Couples who place money and material things high up in their order of priorities are generally less happy than couples who believe money and possessions are not important, researchers from Brigham Young University, Utah, USA reported in the Journal of Couple & Relationship Therapy.

The authors say their research confirms The Beatles lyrics “Can’t Buy Me Love” holds true – “the kind of thing that money just can’t buy is a happy and stable marriage”.

Lead author, Jason Carroll and team gathered data on 1,734 couples across the USA who had been given and completed a relationship evaluation. Among the questions asked was “how important having money and lots of things” was to them.

Their statistical analysis found that couples who did not feel money and possessions were important scored approximately 10% to 15% higher on marriage stability and other relationship measures, compared to those who did.

Jason Carrol said:

“Couples where both spouses are materialistic were worse off on nearly every measure we looked at. There is a pervasive pattern in the data of eroding communication, poor conflict resolution and low responsiveness to each other.”

About one fifth of responding couples valued money high up in their list of priorities, the authors explained. Even though they tended to be economically better off, money was also more frequently a source of conflict for them.

Carroll said:

“How these couples perceive their finances seems to be more important to their marital health than their actual financial situation.”

Even couples which had one materialistic person together with a non-materialistic partner appeared to have more loving and stable relationships compared to those where both were materialistic.

The researchers were surprised at their results, because it was only by self-evaluations that materialism was measured.

Carroll commented:

“Sometimes people can deceive themselves about how important their relationships are to them.

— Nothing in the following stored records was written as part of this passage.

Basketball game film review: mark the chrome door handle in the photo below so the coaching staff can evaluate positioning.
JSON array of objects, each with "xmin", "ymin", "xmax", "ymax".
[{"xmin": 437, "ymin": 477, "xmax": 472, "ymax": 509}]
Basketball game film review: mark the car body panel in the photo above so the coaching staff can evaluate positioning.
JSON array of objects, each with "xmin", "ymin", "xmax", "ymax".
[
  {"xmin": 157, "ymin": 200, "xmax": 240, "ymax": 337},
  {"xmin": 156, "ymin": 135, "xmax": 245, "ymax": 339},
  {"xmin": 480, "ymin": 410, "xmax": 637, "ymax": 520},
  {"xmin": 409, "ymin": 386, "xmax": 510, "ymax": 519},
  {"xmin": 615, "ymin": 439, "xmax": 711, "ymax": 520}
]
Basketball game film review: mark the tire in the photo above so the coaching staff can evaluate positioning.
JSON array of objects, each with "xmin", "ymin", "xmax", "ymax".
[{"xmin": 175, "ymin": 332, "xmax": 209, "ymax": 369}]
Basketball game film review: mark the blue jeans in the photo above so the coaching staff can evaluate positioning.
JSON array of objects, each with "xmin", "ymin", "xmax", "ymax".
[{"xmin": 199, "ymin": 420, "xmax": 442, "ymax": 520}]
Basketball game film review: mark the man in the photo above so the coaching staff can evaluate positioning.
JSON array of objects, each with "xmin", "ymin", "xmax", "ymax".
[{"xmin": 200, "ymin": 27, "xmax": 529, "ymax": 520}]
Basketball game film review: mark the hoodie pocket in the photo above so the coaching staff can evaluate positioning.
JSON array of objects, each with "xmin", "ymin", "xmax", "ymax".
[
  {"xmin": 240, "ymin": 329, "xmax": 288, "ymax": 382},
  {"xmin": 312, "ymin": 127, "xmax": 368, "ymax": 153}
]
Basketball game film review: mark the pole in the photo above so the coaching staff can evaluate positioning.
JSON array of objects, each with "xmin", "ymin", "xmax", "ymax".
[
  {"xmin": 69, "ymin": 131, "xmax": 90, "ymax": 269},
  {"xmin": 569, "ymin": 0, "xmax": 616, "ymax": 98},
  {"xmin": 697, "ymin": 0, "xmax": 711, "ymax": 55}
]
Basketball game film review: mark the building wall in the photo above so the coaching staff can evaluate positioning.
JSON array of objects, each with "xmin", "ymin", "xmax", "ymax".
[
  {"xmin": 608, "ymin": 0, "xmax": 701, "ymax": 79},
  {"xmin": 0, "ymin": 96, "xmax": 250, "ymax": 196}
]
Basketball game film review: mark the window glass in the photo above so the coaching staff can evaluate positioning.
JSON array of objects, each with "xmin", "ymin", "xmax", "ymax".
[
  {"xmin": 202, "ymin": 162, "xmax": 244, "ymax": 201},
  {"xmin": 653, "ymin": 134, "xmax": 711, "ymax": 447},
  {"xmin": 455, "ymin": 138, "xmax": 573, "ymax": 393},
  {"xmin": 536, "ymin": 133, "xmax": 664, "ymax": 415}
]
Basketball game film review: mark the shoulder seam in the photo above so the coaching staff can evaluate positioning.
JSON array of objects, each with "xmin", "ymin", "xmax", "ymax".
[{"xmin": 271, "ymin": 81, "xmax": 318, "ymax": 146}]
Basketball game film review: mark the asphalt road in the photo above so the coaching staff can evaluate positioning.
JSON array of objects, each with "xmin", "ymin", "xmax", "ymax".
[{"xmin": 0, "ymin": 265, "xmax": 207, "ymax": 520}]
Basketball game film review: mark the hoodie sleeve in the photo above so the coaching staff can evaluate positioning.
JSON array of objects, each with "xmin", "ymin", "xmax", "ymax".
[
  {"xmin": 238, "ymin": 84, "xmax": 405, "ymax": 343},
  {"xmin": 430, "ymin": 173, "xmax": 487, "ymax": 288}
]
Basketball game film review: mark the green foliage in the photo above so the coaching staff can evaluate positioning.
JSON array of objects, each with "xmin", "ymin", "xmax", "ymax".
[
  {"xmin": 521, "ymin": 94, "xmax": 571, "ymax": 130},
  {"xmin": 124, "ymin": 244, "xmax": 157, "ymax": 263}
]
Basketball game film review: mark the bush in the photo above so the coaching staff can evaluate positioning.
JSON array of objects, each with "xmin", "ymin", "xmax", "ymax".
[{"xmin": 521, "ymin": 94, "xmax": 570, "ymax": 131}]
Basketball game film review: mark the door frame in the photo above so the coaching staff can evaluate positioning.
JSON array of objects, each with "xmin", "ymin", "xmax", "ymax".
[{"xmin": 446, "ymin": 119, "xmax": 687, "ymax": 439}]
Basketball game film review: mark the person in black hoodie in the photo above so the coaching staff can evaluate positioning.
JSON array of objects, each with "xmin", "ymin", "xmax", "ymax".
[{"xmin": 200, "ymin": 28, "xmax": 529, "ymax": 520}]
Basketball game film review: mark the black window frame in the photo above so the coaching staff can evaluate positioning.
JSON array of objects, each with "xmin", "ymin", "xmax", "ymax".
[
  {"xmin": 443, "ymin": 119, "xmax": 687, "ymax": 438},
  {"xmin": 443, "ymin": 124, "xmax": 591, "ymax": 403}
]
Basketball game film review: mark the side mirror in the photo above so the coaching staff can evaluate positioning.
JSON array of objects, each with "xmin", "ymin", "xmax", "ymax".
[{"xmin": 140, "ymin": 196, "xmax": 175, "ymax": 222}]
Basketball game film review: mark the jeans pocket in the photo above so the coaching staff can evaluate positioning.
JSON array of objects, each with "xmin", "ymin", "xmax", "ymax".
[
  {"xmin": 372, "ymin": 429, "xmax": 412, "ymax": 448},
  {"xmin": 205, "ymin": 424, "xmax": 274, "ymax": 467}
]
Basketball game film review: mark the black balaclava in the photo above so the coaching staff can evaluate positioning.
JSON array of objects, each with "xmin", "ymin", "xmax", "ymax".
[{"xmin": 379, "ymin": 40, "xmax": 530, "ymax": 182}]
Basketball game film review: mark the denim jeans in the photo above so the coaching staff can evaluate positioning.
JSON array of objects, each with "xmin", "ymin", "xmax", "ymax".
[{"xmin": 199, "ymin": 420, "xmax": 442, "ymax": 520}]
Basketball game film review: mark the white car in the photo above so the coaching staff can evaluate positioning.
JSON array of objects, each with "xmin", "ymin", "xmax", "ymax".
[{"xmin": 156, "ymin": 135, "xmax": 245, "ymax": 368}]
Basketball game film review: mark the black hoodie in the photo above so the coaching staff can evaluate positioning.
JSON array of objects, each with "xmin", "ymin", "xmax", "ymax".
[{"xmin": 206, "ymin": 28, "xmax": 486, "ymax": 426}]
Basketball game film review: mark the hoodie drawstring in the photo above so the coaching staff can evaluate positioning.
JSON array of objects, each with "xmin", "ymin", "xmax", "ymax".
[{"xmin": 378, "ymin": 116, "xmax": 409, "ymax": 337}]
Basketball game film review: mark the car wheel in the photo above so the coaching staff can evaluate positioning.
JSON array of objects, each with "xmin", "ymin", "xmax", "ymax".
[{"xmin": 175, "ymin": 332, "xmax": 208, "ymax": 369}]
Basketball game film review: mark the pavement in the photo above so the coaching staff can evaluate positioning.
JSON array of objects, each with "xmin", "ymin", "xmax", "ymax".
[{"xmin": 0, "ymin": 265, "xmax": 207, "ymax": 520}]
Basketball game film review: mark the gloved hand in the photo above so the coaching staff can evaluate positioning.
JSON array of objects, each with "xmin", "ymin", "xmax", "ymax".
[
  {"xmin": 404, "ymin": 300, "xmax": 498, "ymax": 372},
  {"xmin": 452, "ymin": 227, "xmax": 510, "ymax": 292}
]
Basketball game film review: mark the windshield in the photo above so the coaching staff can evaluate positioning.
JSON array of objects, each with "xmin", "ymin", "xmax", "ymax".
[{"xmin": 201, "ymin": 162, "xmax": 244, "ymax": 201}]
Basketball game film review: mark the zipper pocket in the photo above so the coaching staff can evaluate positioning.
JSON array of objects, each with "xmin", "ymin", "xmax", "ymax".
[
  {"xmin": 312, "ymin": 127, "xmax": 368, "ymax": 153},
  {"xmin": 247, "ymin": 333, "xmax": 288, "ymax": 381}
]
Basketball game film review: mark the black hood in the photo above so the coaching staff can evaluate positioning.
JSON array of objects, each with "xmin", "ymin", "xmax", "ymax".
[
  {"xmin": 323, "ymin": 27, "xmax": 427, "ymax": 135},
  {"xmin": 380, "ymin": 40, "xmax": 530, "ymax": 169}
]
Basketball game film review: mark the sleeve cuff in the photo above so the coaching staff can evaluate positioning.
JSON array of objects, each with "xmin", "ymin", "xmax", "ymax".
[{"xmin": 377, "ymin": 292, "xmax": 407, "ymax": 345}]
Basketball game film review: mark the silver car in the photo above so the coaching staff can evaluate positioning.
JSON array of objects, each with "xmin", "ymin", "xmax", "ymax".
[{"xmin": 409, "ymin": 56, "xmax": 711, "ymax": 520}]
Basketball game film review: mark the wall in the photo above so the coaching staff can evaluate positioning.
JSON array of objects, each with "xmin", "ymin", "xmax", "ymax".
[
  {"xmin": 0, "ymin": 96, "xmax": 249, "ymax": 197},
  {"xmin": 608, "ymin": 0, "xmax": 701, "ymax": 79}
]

It’s helpful to step back and look at where you focus your time.”

The belief that only materialistic people without money have a problem is a myth, Carroll explained. The general idea that if you are rich, it does not matter if you are materialistic is a misguided one. Their study, like some others beforehand, found that the detrimental effects of materialism occur despite income levels – i.e. it has a negative effect on those with and without money.

They found that couples who valued money and possessions highly had less effective communication, they tended to struggle with conflicts in their relationship, were less responsive to each other compared to the non-materialistic couples. Carroll suggests that materialism might have an eroding effect on relationships.